Bioethical issues with aging
    There are numerous bioethical issues that encircle the end of life discussion aforementioned. Ethics plays a strong role in decisions that the individual patients and their families make as well as the decisions made by the doctors and nurses. The geriatric population is growing. This growth will not be slowing down. The baby boomers are entering their retirement years. This will create new issues on the already suffering U.S. health care system. This ever-growing percentage of older adults is creating bioethical concerns over entitlement and rights to limited healthcare services. The Joint Commission for the Accreditation of Healthcare Organizations is changing bioethics as well as Medicare. The standards that hospitals are held to are changing every day. The increasing population of older adults means an increase of sicker patients in the system.

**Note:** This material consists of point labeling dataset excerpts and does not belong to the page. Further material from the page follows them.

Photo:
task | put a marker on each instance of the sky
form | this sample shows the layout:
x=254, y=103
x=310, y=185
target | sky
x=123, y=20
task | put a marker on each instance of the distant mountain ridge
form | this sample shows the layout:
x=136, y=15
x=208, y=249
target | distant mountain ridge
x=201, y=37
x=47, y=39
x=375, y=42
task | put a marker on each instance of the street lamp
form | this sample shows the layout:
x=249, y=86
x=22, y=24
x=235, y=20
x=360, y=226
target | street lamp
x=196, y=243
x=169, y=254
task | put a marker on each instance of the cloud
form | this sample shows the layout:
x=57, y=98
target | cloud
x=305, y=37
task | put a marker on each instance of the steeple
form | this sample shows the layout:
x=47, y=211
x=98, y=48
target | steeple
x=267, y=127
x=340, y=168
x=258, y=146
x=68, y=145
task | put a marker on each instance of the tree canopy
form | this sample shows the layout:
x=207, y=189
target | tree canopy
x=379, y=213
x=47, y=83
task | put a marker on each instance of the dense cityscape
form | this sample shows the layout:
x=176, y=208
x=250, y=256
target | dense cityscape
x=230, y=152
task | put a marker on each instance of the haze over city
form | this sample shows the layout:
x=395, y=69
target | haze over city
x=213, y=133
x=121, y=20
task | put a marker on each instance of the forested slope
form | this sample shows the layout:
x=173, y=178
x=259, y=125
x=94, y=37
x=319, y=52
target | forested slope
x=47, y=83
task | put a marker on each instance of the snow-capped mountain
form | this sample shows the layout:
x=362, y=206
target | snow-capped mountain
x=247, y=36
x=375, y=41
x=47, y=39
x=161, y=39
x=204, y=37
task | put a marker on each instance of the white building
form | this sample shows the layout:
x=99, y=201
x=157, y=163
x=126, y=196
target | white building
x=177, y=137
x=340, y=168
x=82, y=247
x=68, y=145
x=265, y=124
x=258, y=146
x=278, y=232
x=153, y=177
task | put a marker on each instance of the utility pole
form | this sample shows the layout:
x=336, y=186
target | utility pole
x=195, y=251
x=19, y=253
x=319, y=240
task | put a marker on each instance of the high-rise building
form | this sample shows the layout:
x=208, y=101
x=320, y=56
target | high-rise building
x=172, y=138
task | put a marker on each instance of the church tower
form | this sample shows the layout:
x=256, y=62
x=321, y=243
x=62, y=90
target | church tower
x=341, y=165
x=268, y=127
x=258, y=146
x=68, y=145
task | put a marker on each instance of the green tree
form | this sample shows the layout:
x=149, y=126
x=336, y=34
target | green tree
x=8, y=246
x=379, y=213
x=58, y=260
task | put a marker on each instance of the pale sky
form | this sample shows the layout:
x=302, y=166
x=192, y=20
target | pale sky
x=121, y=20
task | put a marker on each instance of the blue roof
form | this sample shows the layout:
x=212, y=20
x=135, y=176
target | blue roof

The standards that the hospitals are held to continue to get more rigid. Reimbursement continues to decrease. Nationwide changes will need to be made to sustain these changes on this very fragile system.


Community support systems
    Community support systems vary depending on the individual community. Overall, there has been a decrease in funding across the board on all community support systems. The needs of the elders in our communities are becoming less of a priority. Due to fiscal irresponsibility and the greed of banks and the government, cost management and social service reductions have become the norm. It is helpful to the older adult if they have access to and the ability to navigate the internet to search for various types of community services. Many programs that used to be community based have been dissolved. Most care for the elderly is now from the private sector which offers services to the elder, for a cost. Homecare is a growing healthcare trend as it is more cost effective to treat geriatric patients with chronic conditions in their homes. Hospitals emergency departments have become new community support systems as the patient cannot be turned away for lack of funds. Family is the key. The breakdown of community based support systems have made it essential that the geriatric patient has family to turn to and support their goals in their final phase of life.